Supervised Learning

Supervised Learning

Core Definition

Supervised learning refers to algorithms that learn x to y or input to output mappings. The key characteristic is providing the learning algorithm with examples that include the right answers - correct labels y for given inputs x.

By seeing correct pairs of input x and desired output label y, the learning algorithm eventually learns to take just the input alone and give reasonably accurate predictions.

Common Applications

Spam Filtering

Input: Email Output: Spam or not spam classification

Speech Recognition

Input: Audio clip Output: Text transcript

Machine Translation

Input: English text Output: Spanish, Arabic, Hindi, Chinese, Japanese, etc.

Online Advertising

Input: Ad information + user information Output: Probability of clicking the ad Most lucrative form of supervised learning today

Additional Applications

• Self-driving cars: Input images and sensor data to output positions of other cars
• Manufacturing: Visual inspection using product images to detect scratches, dents, or defects

Training Process

The training process follows these steps:

1. Train the model with examples of inputs x and correct answers (labels y)
2. After learning from input-output pairs, the model can take new inputs it has never seen
3. The model produces appropriate corresponding outputs

Housing Price Example

Consider predicting housing prices based on house size:

• Data collection: Plot house sizes (square feet) vs. prices (thousands of dollars)
• Prediction goal: Determine price for a 750 square foot house
• Approach options:
  • Fit a straight line to the data
  • Fit a curve for potentially better accuracy

The algorithm must systematically choose the most appropriate function to fit the data, rather than selecting based on desired outcomes.

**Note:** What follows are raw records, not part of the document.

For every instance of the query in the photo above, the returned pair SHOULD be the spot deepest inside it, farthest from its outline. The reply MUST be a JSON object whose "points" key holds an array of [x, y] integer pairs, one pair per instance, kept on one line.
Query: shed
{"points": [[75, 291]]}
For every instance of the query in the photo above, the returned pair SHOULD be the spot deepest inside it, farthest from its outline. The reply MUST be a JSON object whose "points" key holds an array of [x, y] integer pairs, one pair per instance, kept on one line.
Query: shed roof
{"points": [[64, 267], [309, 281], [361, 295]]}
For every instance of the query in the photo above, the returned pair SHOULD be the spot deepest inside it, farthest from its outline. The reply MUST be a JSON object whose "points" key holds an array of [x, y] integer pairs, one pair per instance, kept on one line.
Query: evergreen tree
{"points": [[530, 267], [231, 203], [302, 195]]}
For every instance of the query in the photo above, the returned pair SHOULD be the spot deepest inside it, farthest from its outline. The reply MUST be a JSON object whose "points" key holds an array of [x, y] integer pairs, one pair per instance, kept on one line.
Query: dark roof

Regression vs Classification

Note

Supervised Learning Types

• Regression: Predicts numbers from infinitely many possible numbers
• Classification: Predicts categories from a small finite set of possible outputs

Regression Characteristics

• Predicts numerical values (e.g., 150,000 or 183,000)
• Output can be any number within a range
• Housing price prediction is a regression problem

Classification Characteristics

• Predicts categories or discrete classes
• Limited set of possible outputs
• Categories can be non-numeric (cat vs. dog) or numeric (0, 1, 2)
• When numbers are used, they represent discrete categories, not continuous values

The key distinction is that regression predicts from infinite possibilities while classification predicts from a finite set of discrete categories.

Summary

Supervised learning maps input x to output y, learning from examples with correct answers. The two major types are regression (predicting numbers) and classification (predicting categories), each suited for different types of prediction problems.

Classification Examples

Breast Cancer Detection Example

Classification addresses problems where the goal is to predict a small number of possible output categories. Consider breast cancer detection as a diagnostic tool:

Problem Setup

• Goal: Determine if a tumor (lump) is malignant (cancerous/dangerous) or benign (not cancerous)
• Input: Patient’s medical records
• Output: Binary classification (0 = benign, 1 = malignant)

Data Representation

• Tumors of various sizes are labeled as either:
  • Benign (0): Not dangerous
  • Malignant (1): Cancerous and dangerous
• Data can be plotted with tumor size on horizontal axis and binary classification (0/1) on vertical axis

Note

Key Distinction from Regression Classification predicts only a small number of possible outputs or categories, unlike regression which predicts from infinitely many possible numbers.

Multiple Categories

Classification can extend beyond binary problems:

• Multiple cancer types: Type 1, Type 2, etc.
• Three possible outputs: Benign, Type 1 cancer, Type 2 cancer
• Terms “output classes” and “output categories” are used interchangeably

Multiple Input Features

Two-Input Example

Instead of just tumor size, consider both:

• Age (in years)
• Tumor size

With two inputs, data visualization shows:

• Circles (○): Benign tumors
• Crosses (×): Malignant tumors
• Boundary line: Learning algorithm finds a decision boundary separating malignant from benign cases

Practical Applications

Real breast cancer detection systems use many additional inputs:

• Thickness of tumor clump
• Uniformity of cell size
• Uniformity of cell shape
• And many other medical features

Key Characteristics

Classification Properties

• Categories don’t have to be numbers: Can predict “cat” vs “dog”
• Numbers as categories: When used (0, 1, 2), they represent discrete categories, not continuous values
• Limited output set: Finite number of possible predictions
• No in-between values: Unlike regression, doesn’t predict values like 0.5 or 1.7

Decision Boundaries

The learning algorithm determines how to fit a boundary through the data to separate different classes. This boundary helps make predictions for new patients based on their age and tumor characteristics.

Summary

Classification algorithms predict categories from a small, finite set of possible outputs. Whether dealing with two categories (benign/malignant) or multiple categories, the goal is to learn decision boundaries that can accurately classify new examples based on their input features. The key difference from regression is the discrete, limited nature of possible outputs rather than continuous numerical predictions.